Abstract

The American 1960s has become closely associated with moral crusades that strove for Civil Rights for the black community and protested against the conflict in Vietnam, with the peace and love gestures of the hippies to the fore, particularly in the latter part of the decade. This essay argues, however, that the seeds of a more subversive underground movement would be sown during the period and a new approach to art creation, centred on an emerging trash aesthetic, would not only challenge the psychedelic utopianism of the organised counterculture but actually leave a longer-lasting mark on left-field creative activity in the final quarter of the century. As Andy Warhol’s art and film projects were re-shaped as multi-media experiences, the importance of the Velvet Underground, the rising house band at the artist’s Factory headquarters, was magnified.
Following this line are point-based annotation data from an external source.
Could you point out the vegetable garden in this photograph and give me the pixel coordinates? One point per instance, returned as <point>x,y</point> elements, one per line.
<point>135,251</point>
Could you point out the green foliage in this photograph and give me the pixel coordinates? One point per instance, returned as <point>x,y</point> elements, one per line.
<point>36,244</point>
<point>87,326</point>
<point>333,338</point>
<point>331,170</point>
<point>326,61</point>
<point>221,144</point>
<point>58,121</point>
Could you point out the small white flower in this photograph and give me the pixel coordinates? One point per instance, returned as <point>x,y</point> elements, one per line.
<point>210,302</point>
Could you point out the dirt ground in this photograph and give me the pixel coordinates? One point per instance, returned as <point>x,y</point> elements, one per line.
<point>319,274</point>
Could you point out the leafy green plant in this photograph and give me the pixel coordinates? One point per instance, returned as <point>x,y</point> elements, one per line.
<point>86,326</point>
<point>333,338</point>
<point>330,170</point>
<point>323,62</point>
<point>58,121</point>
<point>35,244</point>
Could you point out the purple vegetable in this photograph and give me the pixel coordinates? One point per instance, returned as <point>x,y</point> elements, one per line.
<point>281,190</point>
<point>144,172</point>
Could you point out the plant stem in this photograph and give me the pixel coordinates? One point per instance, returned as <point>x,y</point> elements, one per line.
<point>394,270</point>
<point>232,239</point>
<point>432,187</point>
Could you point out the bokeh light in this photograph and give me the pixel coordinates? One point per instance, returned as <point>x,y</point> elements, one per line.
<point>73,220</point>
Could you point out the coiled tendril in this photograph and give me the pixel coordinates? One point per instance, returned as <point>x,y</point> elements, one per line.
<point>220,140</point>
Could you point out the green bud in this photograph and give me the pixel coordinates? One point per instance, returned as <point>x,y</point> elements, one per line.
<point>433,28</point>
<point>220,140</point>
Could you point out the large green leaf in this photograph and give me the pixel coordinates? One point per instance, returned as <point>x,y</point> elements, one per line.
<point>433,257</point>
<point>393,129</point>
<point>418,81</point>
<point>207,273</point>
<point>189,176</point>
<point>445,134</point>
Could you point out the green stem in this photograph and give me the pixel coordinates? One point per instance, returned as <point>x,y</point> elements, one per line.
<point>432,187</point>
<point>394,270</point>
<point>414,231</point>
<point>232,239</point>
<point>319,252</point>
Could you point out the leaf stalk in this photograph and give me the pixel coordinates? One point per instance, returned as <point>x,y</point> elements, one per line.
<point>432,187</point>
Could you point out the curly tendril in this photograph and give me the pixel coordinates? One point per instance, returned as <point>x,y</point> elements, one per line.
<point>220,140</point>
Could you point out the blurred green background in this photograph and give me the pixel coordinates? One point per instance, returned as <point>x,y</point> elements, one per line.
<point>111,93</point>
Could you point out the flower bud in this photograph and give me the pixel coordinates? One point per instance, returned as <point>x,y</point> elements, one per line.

The Exploding Plastic Inevitable, a performance work inspired in part by early-decade Happenings, would be unveiled in 1966, combining Warhol’s underground cinema projections, light shows, dancers and the cacophonous sound of the Velvets. This radical piece of stage art was filmed by the director Ronald Nameth and his account remains a key document of the live venture. The article proposes that while Warhol and the band built on traditions from Dada to the Beats to build a form of anti-art, it was during this key time that the ideas of trash – from the Pop Art celebrations of mass cultural forms to the darker delvings of his movies, and his adopted rock group, into the decadent realms of drugs and sexual perversity – took crucial shape. This anti-aesthetic would have an enduring impact beyond the subterranean avant garde of New York City in the years that followed as music and cinema, art and literature were all shaped by this brand of expression and examples of its legacy are suggested.